Tavis: Pleased to welcome Hugh Laurie to this program. The six-time Emmy nominee continues his role on one of TV’s most popular and unique dramas, “House.” The show just kicked off its seventh season earlier this week. It airs, of course, every Monday at 8:00 on Fox. Here now, a scene from “House.”
Tavis: Hugh Laurie, good to have you on the program, sir.
Hugh Laurie: Thank you very much, good to be here.
Tavis: You doing all right?
Laurie: I’m fine, I’m fine.
Tavis: So I’m going to tell on you.
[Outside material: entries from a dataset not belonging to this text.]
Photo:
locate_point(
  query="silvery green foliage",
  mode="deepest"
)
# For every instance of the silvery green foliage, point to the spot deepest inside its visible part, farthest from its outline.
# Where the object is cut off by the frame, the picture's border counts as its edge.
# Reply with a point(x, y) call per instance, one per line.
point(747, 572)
There’s a monitor over my shoulder here.
Laurie: Right. (Laughs)
Tavis: And while the clip was playing, featuring one Hugh Laurie (laughs) you had them turn the monitor around.
Laurie: Turn, turn, turn it away.
Tavis: Yeah. (Laughs) So you have a problem watching yourself?
Laurie: I do. I do have a huge problem, a huge problem. In fact, worse than watching is hearing. I cannot stand to hear my own voice. When it’s coming out of my mouth right now it sounds fantastically interesting to me. (Laughter) It’s rich in light and shade, it goes up and down. But when I hear it either on TV or even on someone’s answering machine, I just sound like I’ve had half my brain removed. It’s just so – I can’t bear it.
Tavis: Every actor has his or her own process. If you don’t want to hear yourself and you don’t want to see yourself, then how do you critique yourself?
Laurie: Yes, that’s a good question, although I would say even before that question I would say, “Why am I even an actor?” But anyway, let’s just leapfrog over that one.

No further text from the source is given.